According to Forman, Giovannucci, Holmes, Bischoff-Ferrari, Tworoger, Willett and Curhan, plasma 25(OH)D levels are inversely associated with the risk of incident hypertension.
According to Cannell, Vieth, Umhau, Holick, Grant, Madronich, Garland and Giovannucci, Vitamin D deficiency predisposes children to respiratory infections. According to Ginanjar, Sumariyono, Setiati and Setiyohadi, The active form of vitamin D produces and maintains self immunologic tolerance.
According to Dharmarajan, Akula, Kuppachi and Norkus, in the pilot study of older adults with gait imbalance and falls, vitamin D deficiency (< 20ng/mL) is observed in 54% of patients tested.
According to Plotnikoff and Quigley, all patients with persistent, non-specific musculoskeletal pain are at high risk for the consequences of unrecognized and untreated severe hypovitaminosis D. According to Al Faraj and Al Mutairi, Vitamin D deficiency is a major contributor to chronic low back pain in areas where vitamin D deficiency is endemic. According to Gloth, Lindsay, Zelesnick and Greenough, there may be a pain syndrome associated with vitamin D depletion that appears as hyperaesthesia worsened by light, superficial pressure or even small increments of movement.
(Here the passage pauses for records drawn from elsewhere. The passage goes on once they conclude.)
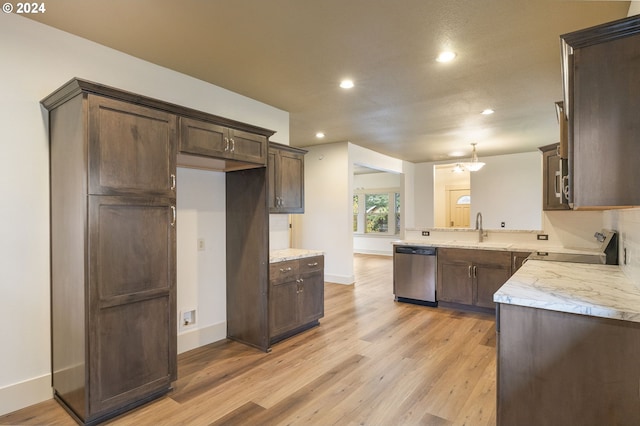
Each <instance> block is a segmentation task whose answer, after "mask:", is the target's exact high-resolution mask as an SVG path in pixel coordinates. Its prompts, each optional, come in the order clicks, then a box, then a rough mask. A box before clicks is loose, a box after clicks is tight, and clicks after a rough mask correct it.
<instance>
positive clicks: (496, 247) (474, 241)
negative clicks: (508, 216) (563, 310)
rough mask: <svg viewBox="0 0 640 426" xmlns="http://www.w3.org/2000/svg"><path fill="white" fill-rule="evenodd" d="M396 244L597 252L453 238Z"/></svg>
mask: <svg viewBox="0 0 640 426" xmlns="http://www.w3.org/2000/svg"><path fill="white" fill-rule="evenodd" d="M393 244H394V245H405V246H419V247H447V248H466V249H475V250H479V249H484V250H499V251H523V252H527V251H528V252H534V251H541V252H548V253H570V254H596V253H599V252H598V250H597V249H592V250H590V249H574V248H566V247H561V246H550V245H542V244H536V243H530V244H528V243H525V242H517V243H509V242H498V241H483V242H481V243H479V242H476V241H452V240H430V241H427V240H415V241H411V240H398V241H394V242H393Z"/></svg>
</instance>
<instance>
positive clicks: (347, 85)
mask: <svg viewBox="0 0 640 426" xmlns="http://www.w3.org/2000/svg"><path fill="white" fill-rule="evenodd" d="M340 87H342V88H343V89H351V88H352V87H353V80H342V81H341V82H340Z"/></svg>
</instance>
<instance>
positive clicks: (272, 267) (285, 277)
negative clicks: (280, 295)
mask: <svg viewBox="0 0 640 426" xmlns="http://www.w3.org/2000/svg"><path fill="white" fill-rule="evenodd" d="M296 275H298V261H297V260H289V261H284V262H276V263H271V264H270V265H269V281H270V282H271V284H280V283H283V282H287V281H291V280H293V279H295V277H296Z"/></svg>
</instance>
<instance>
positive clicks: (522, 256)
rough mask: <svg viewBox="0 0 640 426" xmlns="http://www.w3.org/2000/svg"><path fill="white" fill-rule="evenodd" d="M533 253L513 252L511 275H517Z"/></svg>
mask: <svg viewBox="0 0 640 426" xmlns="http://www.w3.org/2000/svg"><path fill="white" fill-rule="evenodd" d="M530 254H531V253H530V252H527V251H522V252H520V251H514V252H511V275H513V274H515V273H516V271H517V270H518V269H520V267H522V265H523V264H524V262H525V260H527V257H529V255H530Z"/></svg>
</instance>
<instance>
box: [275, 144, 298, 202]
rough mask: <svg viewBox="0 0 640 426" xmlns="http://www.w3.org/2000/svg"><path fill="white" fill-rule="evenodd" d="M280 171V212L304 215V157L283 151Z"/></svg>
mask: <svg viewBox="0 0 640 426" xmlns="http://www.w3.org/2000/svg"><path fill="white" fill-rule="evenodd" d="M278 169H279V170H278V174H279V176H280V185H279V196H280V206H279V208H280V210H283V211H286V212H287V213H304V156H303V155H302V154H298V153H295V152H288V151H281V152H280V162H279V168H278Z"/></svg>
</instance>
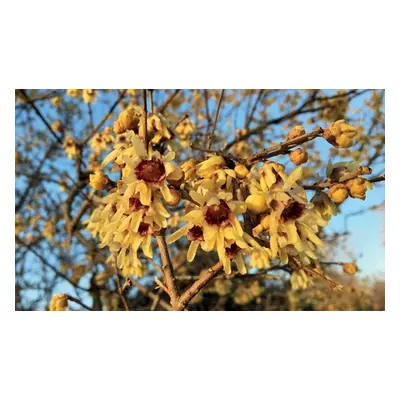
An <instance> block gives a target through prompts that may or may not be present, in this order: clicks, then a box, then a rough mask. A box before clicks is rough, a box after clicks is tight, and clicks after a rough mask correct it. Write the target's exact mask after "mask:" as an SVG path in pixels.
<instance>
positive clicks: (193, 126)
mask: <svg viewBox="0 0 400 400" xmlns="http://www.w3.org/2000/svg"><path fill="white" fill-rule="evenodd" d="M175 132H176V133H177V134H178V135H179V136H180V138H181V141H180V143H181V144H182V145H183V146H187V145H189V138H190V136H191V135H192V133H193V132H194V125H193V122H192V121H191V120H190V119H189V118H185V119H184V120H183V121H182V122H180V123H179V125H178V126H177V127H176V128H175Z"/></svg>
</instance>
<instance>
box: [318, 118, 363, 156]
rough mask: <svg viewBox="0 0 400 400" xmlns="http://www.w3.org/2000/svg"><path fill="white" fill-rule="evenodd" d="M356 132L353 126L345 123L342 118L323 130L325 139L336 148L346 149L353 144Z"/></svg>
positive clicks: (334, 122) (356, 133) (356, 131)
mask: <svg viewBox="0 0 400 400" xmlns="http://www.w3.org/2000/svg"><path fill="white" fill-rule="evenodd" d="M356 134H357V129H356V128H355V127H354V126H351V125H349V124H346V123H345V122H344V119H341V120H339V121H336V122H334V123H332V124H331V125H329V127H328V128H327V129H325V131H324V137H325V139H326V140H327V141H328V142H329V143H330V144H332V145H333V146H335V147H337V148H342V149H347V148H348V147H351V146H352V145H353V138H354V136H355V135H356Z"/></svg>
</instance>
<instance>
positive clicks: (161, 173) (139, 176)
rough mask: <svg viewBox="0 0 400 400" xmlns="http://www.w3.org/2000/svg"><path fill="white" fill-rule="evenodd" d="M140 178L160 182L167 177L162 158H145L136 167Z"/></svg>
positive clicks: (146, 180) (153, 181) (141, 178)
mask: <svg viewBox="0 0 400 400" xmlns="http://www.w3.org/2000/svg"><path fill="white" fill-rule="evenodd" d="M135 172H136V175H137V177H138V179H142V180H144V181H145V182H152V183H155V182H159V181H161V180H163V179H165V167H164V164H163V163H162V161H161V160H157V159H153V160H143V161H142V162H141V163H140V164H139V165H138V166H137V167H136V169H135Z"/></svg>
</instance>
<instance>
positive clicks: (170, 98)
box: [158, 89, 181, 114]
mask: <svg viewBox="0 0 400 400" xmlns="http://www.w3.org/2000/svg"><path fill="white" fill-rule="evenodd" d="M180 91H181V89H175V91H174V92H173V93H172V94H171V95H170V96H169V97H168V98H167V100H165V102H164V104H163V105H162V106H160V107H159V108H158V112H159V113H160V114H162V113H163V112H164V111H165V110H166V109H167V107H168V106H169V104H170V103H171V101H172V100H173V99H174V98H175V96H176V95H177V94H178V93H179V92H180Z"/></svg>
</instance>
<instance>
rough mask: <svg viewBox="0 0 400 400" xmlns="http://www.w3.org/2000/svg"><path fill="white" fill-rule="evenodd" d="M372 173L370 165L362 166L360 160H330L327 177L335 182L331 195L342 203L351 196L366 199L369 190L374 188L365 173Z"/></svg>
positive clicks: (329, 193)
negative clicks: (349, 160) (371, 171)
mask: <svg viewBox="0 0 400 400" xmlns="http://www.w3.org/2000/svg"><path fill="white" fill-rule="evenodd" d="M370 173H371V169H370V168H369V167H361V166H360V164H359V163H358V162H340V163H336V164H332V163H331V162H330V161H329V163H328V167H327V172H326V174H327V178H328V179H329V180H330V181H331V182H333V183H332V185H331V186H330V188H329V192H328V194H329V197H330V198H331V200H332V201H334V202H335V203H337V204H340V203H342V202H343V201H345V200H346V199H347V198H348V197H349V196H350V197H353V198H356V199H361V200H365V198H366V192H367V190H368V189H370V190H372V189H373V186H372V184H371V182H369V181H368V180H367V179H365V178H364V174H370ZM348 177H349V178H348ZM341 182H342V183H341Z"/></svg>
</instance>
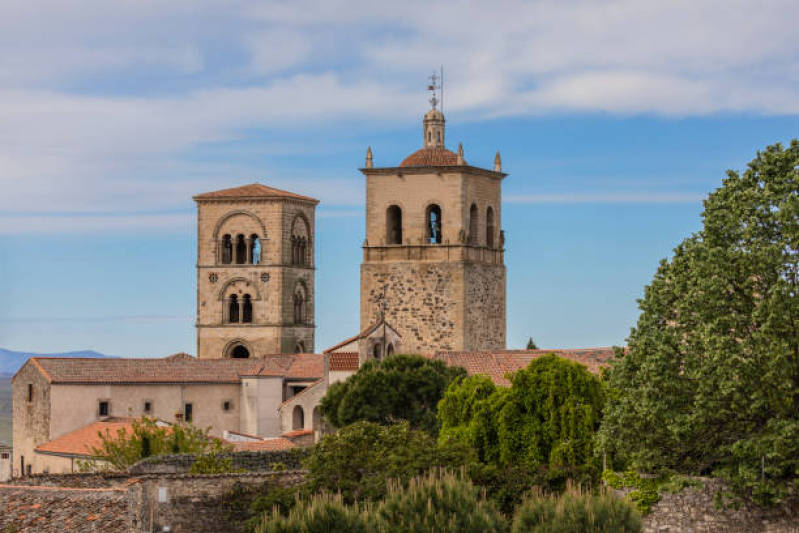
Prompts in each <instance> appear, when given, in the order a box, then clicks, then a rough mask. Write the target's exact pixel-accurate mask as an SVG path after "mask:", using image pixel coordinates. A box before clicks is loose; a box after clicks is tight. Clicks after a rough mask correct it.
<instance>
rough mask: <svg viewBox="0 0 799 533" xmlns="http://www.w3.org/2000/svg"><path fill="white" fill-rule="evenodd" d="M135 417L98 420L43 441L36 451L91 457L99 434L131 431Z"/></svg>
mask: <svg viewBox="0 0 799 533" xmlns="http://www.w3.org/2000/svg"><path fill="white" fill-rule="evenodd" d="M134 420H136V419H135V418H122V417H115V418H107V419H104V420H98V421H97V422H94V423H92V424H89V425H88V426H83V427H82V428H80V429H76V430H75V431H72V432H70V433H67V434H66V435H61V436H60V437H58V438H56V439H53V440H51V441H48V442H45V443H44V444H42V445H40V446H38V447H37V448H36V451H37V452H41V453H48V454H56V455H68V456H83V457H91V450H92V448H93V447H99V446H100V445H101V444H102V439H101V438H100V434H101V433H102V434H103V435H107V436H109V437H116V436H117V434H118V432H119V431H124V432H125V433H132V432H133V422H134Z"/></svg>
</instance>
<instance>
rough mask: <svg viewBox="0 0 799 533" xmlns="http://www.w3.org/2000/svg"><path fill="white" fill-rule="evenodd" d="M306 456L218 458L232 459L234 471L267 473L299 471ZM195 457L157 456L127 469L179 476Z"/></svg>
mask: <svg viewBox="0 0 799 533" xmlns="http://www.w3.org/2000/svg"><path fill="white" fill-rule="evenodd" d="M307 454H308V450H305V449H293V450H279V451H273V452H235V453H230V454H220V455H219V457H220V458H224V457H226V456H228V455H229V456H230V457H232V458H233V469H234V470H246V471H247V472H269V471H271V470H273V468H274V467H275V465H278V464H279V465H280V468H281V469H285V470H299V469H301V468H302V464H301V462H302V459H304V458H305V457H306V456H307ZM196 459H197V456H196V455H194V454H189V453H184V454H175V455H157V456H154V457H149V458H147V459H144V460H143V461H139V462H138V463H136V464H135V465H133V466H132V467H130V468H129V469H128V472H129V473H130V474H132V475H143V474H179V473H187V472H188V471H189V470H190V469H191V465H193V464H194V461H195V460H196Z"/></svg>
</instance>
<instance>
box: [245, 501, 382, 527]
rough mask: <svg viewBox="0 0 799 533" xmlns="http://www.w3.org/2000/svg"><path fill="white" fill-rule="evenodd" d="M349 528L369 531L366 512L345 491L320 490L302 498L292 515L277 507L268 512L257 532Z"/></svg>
mask: <svg viewBox="0 0 799 533" xmlns="http://www.w3.org/2000/svg"><path fill="white" fill-rule="evenodd" d="M334 531H346V532H351V533H367V532H369V531H374V530H373V529H371V528H370V527H369V519H368V516H367V515H366V513H365V512H362V511H360V510H359V508H358V507H357V506H349V505H345V504H344V502H343V500H342V498H341V495H336V496H331V495H329V494H320V495H317V496H314V497H313V498H312V499H311V500H309V501H300V502H298V504H297V505H296V506H295V507H294V509H292V510H291V511H290V512H289V514H288V516H284V515H283V514H281V513H280V512H279V511H278V510H277V509H276V510H274V511H273V512H272V513H271V514H267V515H264V518H263V521H262V522H261V524H260V526H258V527H257V528H256V529H255V532H256V533H332V532H334Z"/></svg>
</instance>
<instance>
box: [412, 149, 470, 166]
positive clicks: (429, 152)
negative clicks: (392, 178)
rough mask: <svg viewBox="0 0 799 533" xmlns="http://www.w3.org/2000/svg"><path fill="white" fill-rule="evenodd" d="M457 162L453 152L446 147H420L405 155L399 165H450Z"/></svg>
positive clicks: (456, 157) (452, 165)
mask: <svg viewBox="0 0 799 533" xmlns="http://www.w3.org/2000/svg"><path fill="white" fill-rule="evenodd" d="M457 164H458V156H457V154H456V153H455V152H453V151H451V150H447V149H446V148H422V149H421V150H416V151H415V152H414V153H412V154H411V155H409V156H408V157H406V158H405V159H404V160H403V161H402V163H400V167H450V166H455V165H457Z"/></svg>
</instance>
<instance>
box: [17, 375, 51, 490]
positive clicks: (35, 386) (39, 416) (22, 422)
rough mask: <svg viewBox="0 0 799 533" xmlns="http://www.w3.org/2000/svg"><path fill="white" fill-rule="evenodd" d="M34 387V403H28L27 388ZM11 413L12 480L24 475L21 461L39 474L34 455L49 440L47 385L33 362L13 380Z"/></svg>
mask: <svg viewBox="0 0 799 533" xmlns="http://www.w3.org/2000/svg"><path fill="white" fill-rule="evenodd" d="M29 384H31V385H33V401H30V402H29V401H28V385H29ZM12 404H13V412H14V422H13V424H14V432H13V435H14V436H13V439H14V452H13V458H14V460H13V463H12V466H11V472H12V477H20V476H23V475H25V472H24V471H22V470H21V458H22V457H24V458H25V464H26V465H31V470H32V471H33V472H37V471H40V470H41V469H39V468H37V465H36V453H35V452H34V451H33V450H34V449H35V448H36V447H37V446H39V445H40V444H44V443H45V442H47V441H48V440H50V384H49V383H48V382H47V380H46V379H45V378H44V376H42V374H41V372H39V370H38V369H37V368H36V366H35V364H34V363H33V362H32V361H30V360H29V361H28V362H27V363H25V365H23V367H22V368H21V369H20V370H19V372H17V374H16V376H14V380H13V383H12Z"/></svg>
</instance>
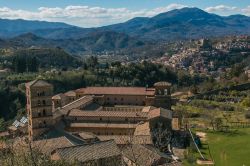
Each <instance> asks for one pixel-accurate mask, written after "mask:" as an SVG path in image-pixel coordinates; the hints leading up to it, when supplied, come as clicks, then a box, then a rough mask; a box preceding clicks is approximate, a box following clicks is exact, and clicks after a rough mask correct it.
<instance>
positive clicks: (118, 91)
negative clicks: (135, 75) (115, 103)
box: [76, 87, 155, 95]
mask: <svg viewBox="0 0 250 166" xmlns="http://www.w3.org/2000/svg"><path fill="white" fill-rule="evenodd" d="M76 92H77V93H82V94H85V95H154V94H155V89H153V88H143V87H87V88H81V89H77V90H76Z"/></svg>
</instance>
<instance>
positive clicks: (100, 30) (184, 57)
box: [0, 7, 250, 166]
mask: <svg viewBox="0 0 250 166" xmlns="http://www.w3.org/2000/svg"><path fill="white" fill-rule="evenodd" d="M0 13H1V12H0ZM190 13H191V14H190ZM249 19H250V18H249V17H247V16H241V15H237V16H228V17H224V16H223V17H222V16H219V15H215V14H211V13H208V12H205V11H203V10H200V9H198V8H186V7H185V8H183V9H176V10H173V11H170V12H166V13H161V14H159V15H156V16H155V17H145V18H140V17H139V18H137V17H136V18H134V19H132V20H129V21H127V22H124V23H119V24H116V25H109V26H104V27H98V28H81V27H75V26H71V25H68V24H64V23H62V24H60V23H57V22H53V23H52V22H51V23H50V22H39V21H38V22H36V21H27V20H19V21H20V22H21V23H23V24H24V27H23V28H24V29H23V30H22V31H17V29H19V28H21V29H22V27H19V26H18V28H17V29H15V28H13V27H12V26H10V28H9V31H8V32H7V31H6V29H4V28H5V26H3V27H0V36H1V37H2V39H1V38H0V166H2V165H3V166H17V165H18V166H26V165H31V166H44V165H46V166H47V165H48V166H50V165H51V166H71V165H72V166H78V165H83V166H85V165H86V166H120V165H121V166H156V165H162V166H167V165H170V166H172V165H173V166H180V165H184V166H192V165H219V166H220V165H221V166H224V165H225V166H235V165H244V166H246V165H248V164H250V163H249V155H248V154H249V149H250V144H249V138H250V36H249V28H247V27H248V26H249V25H250V24H249ZM190 20H191V21H190ZM204 20H205V21H204ZM12 21H13V22H12ZM16 21H17V22H18V20H2V19H0V24H3V23H4V22H7V23H10V24H12V23H13V25H15V26H16V24H17V23H16ZM239 22H240V23H241V24H239ZM30 23H32V24H36V25H35V26H34V27H33V28H35V27H38V28H39V25H44V26H45V27H46V25H47V24H49V26H51V27H52V28H50V29H36V28H35V29H34V30H32V31H30V30H27V29H29V28H32V27H29V24H30ZM214 23H217V24H214ZM183 25H188V26H187V27H186V26H183ZM219 25H223V26H224V28H222V29H221V26H219ZM243 25H244V26H243ZM15 26H14V27H15ZM54 26H55V27H56V28H53V27H54ZM175 26H176V27H180V28H176V27H175ZM11 27H12V28H11ZM57 27H60V28H59V29H58V28H57ZM183 27H184V29H183ZM197 27H198V28H197ZM171 28H173V29H171ZM185 28H186V29H185ZM203 28H204V29H203ZM7 29H8V28H7ZM21 32H22V33H21ZM180 34H182V35H180ZM183 34H185V35H183ZM6 36H8V38H7V37H6ZM164 39H165V40H164Z"/></svg>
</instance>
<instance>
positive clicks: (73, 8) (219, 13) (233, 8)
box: [0, 3, 250, 27]
mask: <svg viewBox="0 0 250 166" xmlns="http://www.w3.org/2000/svg"><path fill="white" fill-rule="evenodd" d="M183 7H187V6H185V5H182V4H175V3H173V4H169V5H168V6H164V7H158V8H154V9H140V10H136V11H135V10H129V9H127V8H102V7H90V6H73V5H71V6H66V7H65V8H60V7H40V8H38V9H37V10H36V11H28V10H14V9H11V8H8V7H2V8H1V7H0V18H8V19H18V18H22V19H27V20H46V21H56V22H65V23H69V24H72V25H77V26H82V27H96V26H103V25H108V24H114V23H120V22H124V21H127V20H129V19H131V18H134V17H152V16H155V15H157V14H159V13H162V12H167V11H170V10H173V9H180V8H183ZM205 11H207V12H214V13H219V14H226V15H227V14H234V13H240V14H246V15H250V6H248V7H246V8H243V9H240V8H237V7H232V6H226V5H218V6H214V7H207V8H206V9H205Z"/></svg>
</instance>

Inappropriate sun exposure can certainly damage the skin. Chronic overexposure to sun (e.g. farmers and other outdoor workers) causes wrinkly, leathery skin and skin cancers such as Basal Cell Carcinoma & Squamous Cell Carcinoma. These are benign skin cancers which are easily removed and rarely fatal. Acute overexposure to sun (e.g. people getting severe sunburn on foreign holidays) causes the much more serious Malignant Melanoma. This condition, if not caught early enough, has a very high risk of mortality. However, sensible sun exposure has more benefits than hazards. See Does solar exposure, as indicated by the non-melanoma skin cancers, protect from solid cancers: vitamin D as a possible explanation.
It is possible to over-supplement with Vitamin D. According to Vieth, published cases of vitamin D toxicity with hypercalcemia, for which the 25(OH)D concentration and vitamin D dose are known, all involve intakes of >1000μg/day (>40,000iu/day). People suffering from Sarcoidosis, Primary Hyperparathyroidism, a history of Calcium Kidney Stones and Milk-Alkali Syndrome need to be careful with their Vitamin D intake. People prescribed Warfarin also have to be careful, as Warfarin is a Vitamin K antagonist which can result in calcification of tissues.
It's not possible to overdose on Vitamin D by sun exposure as the metabolic processes down-regulate when ~10,000iu has been produced. To find out when the sun is strong enough to produce Vitamin D in your skin, see the Vitamin D Synthesis in Human Skin Calculator.